«Il pane è il primo alimento di una grande tavola, è alla base della storia dell’uomo. Il pane è condivisione, incarna in sé la storia dei popoli, dei loro usi e costumi e della sacralità. È un elemento prezioso che ha il colore dell’oro», dice Antonio Cera, il fornaio economista che a San Marco in Lamis ha appena messo in archivio la prima edizione di Grani Futuri, evento nazionale del Pane, dove è stato presentato “Verso i Grani Futuri – Il Manifesto Futurista del Pane”. Che non poteva che nascere in Italia. «Il nostro è il Paese che ha un tipo di pane diverso in ogni Comune, anzi in ogni frazione di ogni Comune», sottolinea Cera. Laurea in Ecomomia alla Bocconi, poi il ritorno in Puglia, a San Marco in Lamis nei pressi della Grotta di Paglicci dove è stata ritrovata la farina più antica del mondo risalente a 32mila anni fa, per prendersi cura del forno Sammarco. «E per lavorare al progetto del Manifesto Futurista del Pane – spiega – il cui obiettivo principale è creare una cultura del pane sia in chiave gustativa, sia nutrizionale».

LA CULTURA «SCOMPARSA» – Quando è “cambiata” la cultura del pane in Italia? «Forse la scomparsa dell’identità italiana della cultura della panificazione è cominciata negli anni 80 con l’avvento dei paninari, in quel momento non si è più riconosciuto nel pane un elemento da valorizzare. Contemporaneamente si è inserita l’industria chimica, sono arrivati i miglioratori e si è diffusa la produzione industriale. Sia chiaro che il problema non è l’eventuale congelazione del pane, ma sapere qual è la materia prima e il metodo di lavorazione del prodotto. E in Italia non esiste alcuna legge di tutela», continua. Per questo oggi esiste l’esigenza di far riscoprire l’antica cultura attraverso un progetto nel quale anche gli Ambasciatori del Gusto possono avere un ruolo importante. «Gli Ambasciatori del Gusto – spiega Cera – possono diventare sostenitori del Manifesto facendo un’autodichiarazione di adesione e indicando i tre prodotti nella cui produzione s’impegnano a rispettare il Manifesto che stabilisce quali sono le tecniche di coltivazione, il tipo di grano da utilizzare, le tecniche di molitura con il ricorso alla pietra naturale, la tipologia delle farine, l’impegno a non utilizzare miglioratori, l’utilizzo del lievito madre, il tipo di lavorazione e la cottura».
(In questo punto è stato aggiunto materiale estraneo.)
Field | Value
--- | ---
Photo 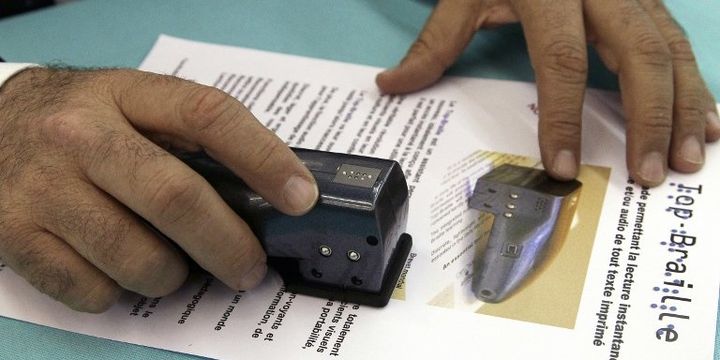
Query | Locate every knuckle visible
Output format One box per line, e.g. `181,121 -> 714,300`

180,86 -> 235,132
631,32 -> 672,67
636,105 -> 672,135
542,116 -> 582,143
72,279 -> 121,314
121,246 -> 180,296
38,110 -> 96,149
14,246 -> 76,301
408,35 -> 452,71
225,242 -> 263,288
668,35 -> 695,63
675,94 -> 705,123
89,129 -> 170,168
541,39 -> 588,84
148,171 -> 204,225
248,138 -> 282,174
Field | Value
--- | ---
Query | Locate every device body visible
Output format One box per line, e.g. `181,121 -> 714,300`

469,164 -> 581,303
178,148 -> 412,306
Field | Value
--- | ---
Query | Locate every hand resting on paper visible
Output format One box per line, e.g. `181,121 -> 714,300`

377,0 -> 720,186
0,68 -> 318,312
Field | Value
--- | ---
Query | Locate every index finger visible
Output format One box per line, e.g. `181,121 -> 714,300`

114,72 -> 318,215
513,0 -> 588,180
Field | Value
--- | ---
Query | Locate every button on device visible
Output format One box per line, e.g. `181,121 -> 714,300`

502,242 -> 522,258
333,164 -> 380,188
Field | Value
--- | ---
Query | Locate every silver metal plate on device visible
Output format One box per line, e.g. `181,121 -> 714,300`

333,164 -> 381,188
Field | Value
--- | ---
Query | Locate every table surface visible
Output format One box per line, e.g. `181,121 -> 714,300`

0,0 -> 720,359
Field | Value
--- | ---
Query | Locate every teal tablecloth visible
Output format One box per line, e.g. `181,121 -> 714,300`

0,0 -> 720,360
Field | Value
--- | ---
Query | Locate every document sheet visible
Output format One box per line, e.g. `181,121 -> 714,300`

0,36 -> 720,359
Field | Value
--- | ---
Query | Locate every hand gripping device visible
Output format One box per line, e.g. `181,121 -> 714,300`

178,148 -> 412,307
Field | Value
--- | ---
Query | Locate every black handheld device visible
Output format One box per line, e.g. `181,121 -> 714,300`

178,148 -> 412,307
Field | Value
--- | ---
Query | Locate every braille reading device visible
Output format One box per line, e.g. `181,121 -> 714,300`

469,164 -> 581,303
178,148 -> 412,307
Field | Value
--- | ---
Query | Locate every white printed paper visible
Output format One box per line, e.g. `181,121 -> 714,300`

0,36 -> 720,359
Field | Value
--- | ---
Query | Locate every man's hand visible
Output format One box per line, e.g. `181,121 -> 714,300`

377,0 -> 720,186
0,68 -> 318,312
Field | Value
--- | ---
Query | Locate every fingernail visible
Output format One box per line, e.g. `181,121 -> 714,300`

680,136 -> 704,164
283,175 -> 318,213
241,261 -> 267,289
708,111 -> 720,131
553,150 -> 577,179
639,151 -> 665,184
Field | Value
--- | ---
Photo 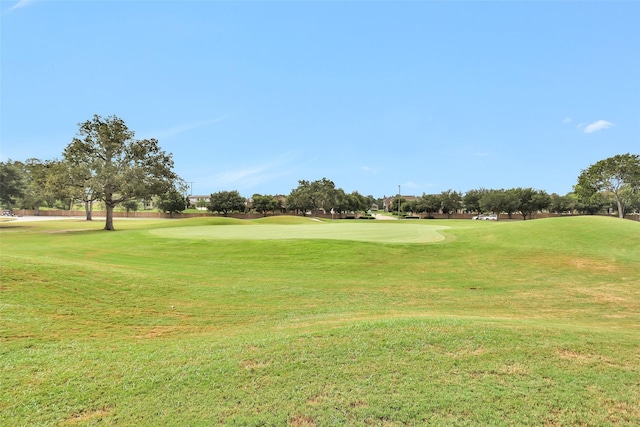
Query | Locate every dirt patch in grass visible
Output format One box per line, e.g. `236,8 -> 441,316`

240,360 -> 271,371
569,258 -> 618,273
287,415 -> 316,427
557,349 -> 615,366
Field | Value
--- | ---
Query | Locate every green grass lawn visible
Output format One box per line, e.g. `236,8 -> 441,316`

0,217 -> 640,426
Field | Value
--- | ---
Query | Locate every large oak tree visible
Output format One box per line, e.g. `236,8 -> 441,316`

64,115 -> 179,230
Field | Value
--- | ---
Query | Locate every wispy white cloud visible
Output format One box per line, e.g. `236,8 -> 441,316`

200,154 -> 291,191
362,166 -> 378,174
149,116 -> 227,139
578,120 -> 614,133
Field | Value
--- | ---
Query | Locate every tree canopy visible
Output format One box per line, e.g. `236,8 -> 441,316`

207,190 -> 246,216
574,153 -> 640,218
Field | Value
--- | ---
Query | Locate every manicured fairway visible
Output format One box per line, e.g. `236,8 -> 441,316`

151,220 -> 449,243
0,217 -> 640,427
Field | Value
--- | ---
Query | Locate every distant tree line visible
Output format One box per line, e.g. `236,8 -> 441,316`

0,115 -> 640,226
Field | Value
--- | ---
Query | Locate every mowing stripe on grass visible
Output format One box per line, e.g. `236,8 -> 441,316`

150,222 -> 449,243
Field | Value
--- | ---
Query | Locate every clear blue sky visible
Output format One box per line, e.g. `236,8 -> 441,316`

0,0 -> 640,197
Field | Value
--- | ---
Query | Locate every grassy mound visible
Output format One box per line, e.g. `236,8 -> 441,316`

0,217 -> 640,426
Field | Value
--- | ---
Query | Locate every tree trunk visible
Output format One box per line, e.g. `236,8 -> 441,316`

616,194 -> 624,218
84,200 -> 93,221
104,202 -> 115,231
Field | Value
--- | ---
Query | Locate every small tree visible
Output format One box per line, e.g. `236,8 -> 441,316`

416,193 -> 442,216
251,194 -> 280,216
574,153 -> 640,218
509,187 -> 551,220
207,190 -> 246,216
462,188 -> 489,213
0,159 -> 29,209
122,200 -> 140,216
158,190 -> 187,218
64,115 -> 178,230
440,190 -> 463,218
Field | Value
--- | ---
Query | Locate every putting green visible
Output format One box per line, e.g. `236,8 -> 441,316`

150,222 -> 449,243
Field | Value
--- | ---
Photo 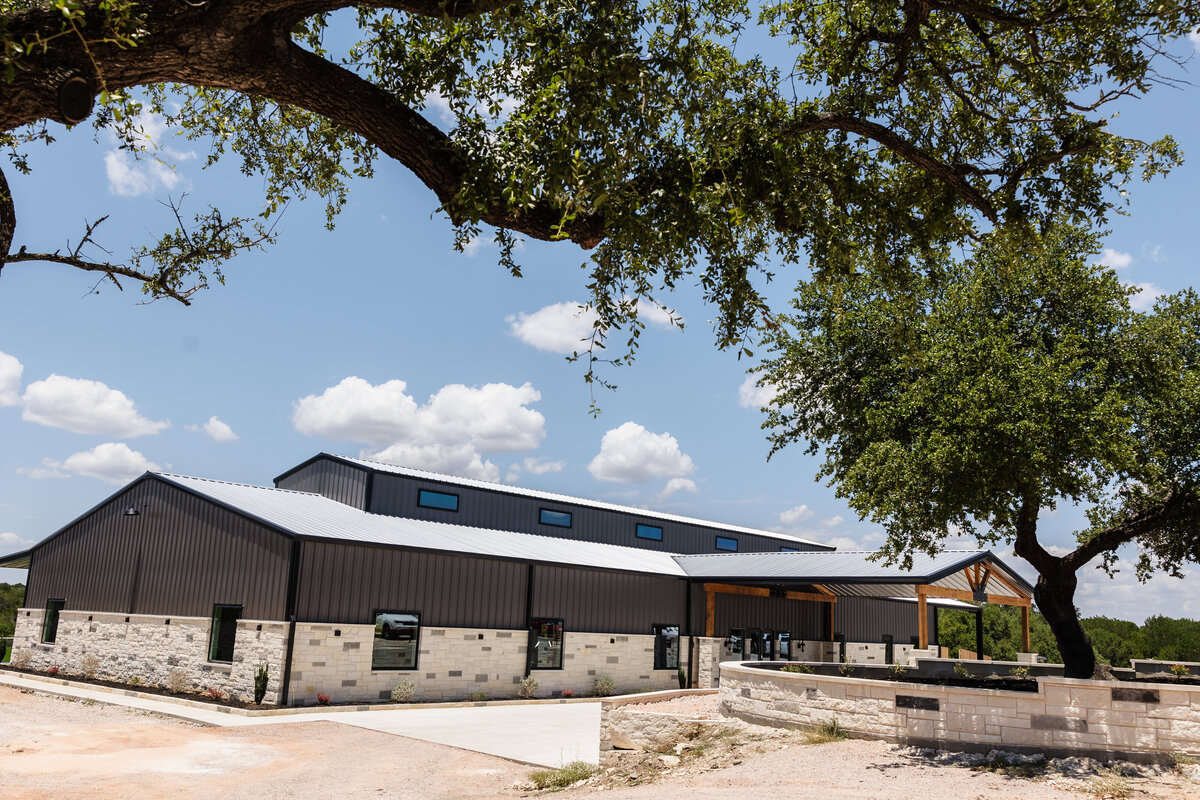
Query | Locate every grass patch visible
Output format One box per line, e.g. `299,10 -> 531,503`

804,717 -> 846,745
529,762 -> 598,789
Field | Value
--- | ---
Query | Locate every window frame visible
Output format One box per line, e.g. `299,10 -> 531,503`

208,603 -> 246,664
41,597 -> 67,644
416,487 -> 460,513
526,616 -> 566,672
538,507 -> 575,527
634,522 -> 662,542
650,622 -> 683,669
371,608 -> 421,672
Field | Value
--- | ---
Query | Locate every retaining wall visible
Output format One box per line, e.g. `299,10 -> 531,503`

720,663 -> 1200,760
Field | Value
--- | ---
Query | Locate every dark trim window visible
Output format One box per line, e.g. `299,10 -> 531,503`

42,600 -> 67,644
529,619 -> 563,669
637,523 -> 662,542
371,610 -> 421,670
416,489 -> 458,511
538,509 -> 571,528
209,603 -> 241,663
654,625 -> 679,669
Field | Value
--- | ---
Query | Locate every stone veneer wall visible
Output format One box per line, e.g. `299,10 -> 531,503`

720,663 -> 1200,760
12,608 -> 288,703
284,622 -> 688,705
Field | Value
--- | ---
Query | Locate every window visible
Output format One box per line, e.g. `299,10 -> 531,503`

42,600 -> 67,644
654,625 -> 679,669
529,619 -> 563,669
637,524 -> 662,542
416,489 -> 458,511
371,610 -> 421,669
209,603 -> 241,663
538,509 -> 571,528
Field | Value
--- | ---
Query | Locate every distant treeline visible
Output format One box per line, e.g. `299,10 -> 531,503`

0,583 -> 25,639
937,606 -> 1200,667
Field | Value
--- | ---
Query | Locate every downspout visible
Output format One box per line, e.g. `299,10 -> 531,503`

278,539 -> 300,708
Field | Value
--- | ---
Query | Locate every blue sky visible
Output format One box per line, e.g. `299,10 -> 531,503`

0,31 -> 1200,621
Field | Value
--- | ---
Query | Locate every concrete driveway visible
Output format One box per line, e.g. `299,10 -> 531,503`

0,673 -> 600,766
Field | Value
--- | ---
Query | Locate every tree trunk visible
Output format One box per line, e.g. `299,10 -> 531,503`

1033,570 -> 1096,678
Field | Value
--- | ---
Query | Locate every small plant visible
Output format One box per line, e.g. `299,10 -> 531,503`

517,675 -> 538,700
529,762 -> 599,789
254,663 -> 270,704
391,679 -> 416,703
79,654 -> 100,680
804,717 -> 846,745
167,669 -> 191,694
592,675 -> 617,697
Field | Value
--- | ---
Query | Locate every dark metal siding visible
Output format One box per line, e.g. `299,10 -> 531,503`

701,594 -> 826,639
834,597 -> 934,644
26,479 -> 290,619
296,541 -> 526,628
275,458 -> 370,509
367,473 -> 822,553
530,566 -> 688,633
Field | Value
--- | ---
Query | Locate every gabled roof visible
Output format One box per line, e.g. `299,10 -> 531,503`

275,452 -> 834,551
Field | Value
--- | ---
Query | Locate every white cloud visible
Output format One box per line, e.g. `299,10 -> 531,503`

588,422 -> 696,483
521,456 -> 566,475
22,375 -> 170,438
505,301 -> 596,355
0,350 -> 25,407
779,505 -> 812,528
292,377 -> 551,481
187,415 -> 238,443
28,441 -> 160,486
738,374 -> 779,410
655,477 -> 696,503
104,112 -> 196,197
1129,283 -> 1165,311
1097,247 -> 1133,270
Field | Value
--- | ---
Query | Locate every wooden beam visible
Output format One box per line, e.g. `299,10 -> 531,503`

917,594 -> 929,650
917,585 -> 1031,608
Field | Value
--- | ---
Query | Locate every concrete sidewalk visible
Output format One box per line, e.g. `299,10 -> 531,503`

0,673 -> 600,766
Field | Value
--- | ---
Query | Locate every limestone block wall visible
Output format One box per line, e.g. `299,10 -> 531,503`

285,622 -> 688,705
720,663 -> 1200,760
13,608 -> 288,703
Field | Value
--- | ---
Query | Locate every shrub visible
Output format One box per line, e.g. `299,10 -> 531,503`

391,679 -> 416,703
254,664 -> 270,703
592,675 -> 617,697
167,669 -> 191,694
517,675 -> 538,700
79,654 -> 100,680
529,762 -> 599,789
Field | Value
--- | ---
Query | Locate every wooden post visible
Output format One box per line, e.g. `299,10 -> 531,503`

917,593 -> 929,650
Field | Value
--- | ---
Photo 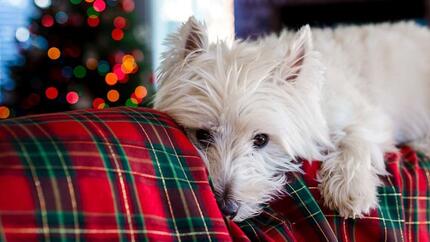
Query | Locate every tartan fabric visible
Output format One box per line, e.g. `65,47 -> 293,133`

229,147 -> 430,242
0,108 -> 231,241
0,108 -> 430,242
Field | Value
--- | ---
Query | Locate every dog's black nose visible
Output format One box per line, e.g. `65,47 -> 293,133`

220,200 -> 239,218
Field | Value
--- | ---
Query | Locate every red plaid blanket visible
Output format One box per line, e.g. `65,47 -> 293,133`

0,108 -> 430,241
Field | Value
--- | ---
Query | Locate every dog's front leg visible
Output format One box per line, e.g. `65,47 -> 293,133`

319,107 -> 393,218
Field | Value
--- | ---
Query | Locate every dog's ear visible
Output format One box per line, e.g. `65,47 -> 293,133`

282,25 -> 312,81
181,17 -> 208,58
IDEALI – «Quando a muovere un uomo è un ideale e non il profitto si possono ottenere risultati inimmaginabili: sono felice per il successo di Grani Futuri a San Marco in Lamis, ma mi piacerebbe avere un’eco forte sull’argomento anche internazionalmente. All’estero la gente deve sapere che in Italia si coltiva grano di qualità», argomenta l’economista panificatore. «Voglio creare tendenza andando controtendenza, così come è successo con il Panterrone (panettone di grano arso di sua invenzione, ndr). Dove voglio arrivare? Lì dove non è arrivato Slow Food: mi piacerebbe sostituire il concetto di filiera con quello di catena alimentare, dove ogni partecipante interagisce con tutti gli altri».

LA LEGGE CHE NON C’È – In Commissione Agricoltura della Camera è in esame la proposta di legge sulle disposizioni in materia di produzione e vendita del pane. Il testo è del deputato del Pd Giuseppe Romanini e, attraverso la costituzione di un Comitato ristretto, si è giunti all’elaborazione e all’adozione di un testo base, condiviso dalle principali associazioni di settore. La proposta consiste in un nuovo quadro normativo che stabilisca le regole fondamentali per la denominazione dei vari tipi di pane da commercializzare: fresco, intermedio, scongelato, e ovviamente anche che tipo di lievito viene usato. «È importante – ha spiegato l’onorevole Colomba Mongiello, anch’ella pugliese, componente della XIII Commissione Agricoltura – tutelare il consumatore che a volte si ritrova nei supermercati a comprare del pane pensando che sia appena sfornato senza rendersi conto che invece è stato semplicemente scongelato. Ma è importante anche ampliare il discorso al riconoscimento delle farine, integrali o meno e al come distinguerle». Anche in questo gli Ambasciatori possono farsi portavoce di una cultura millenaria.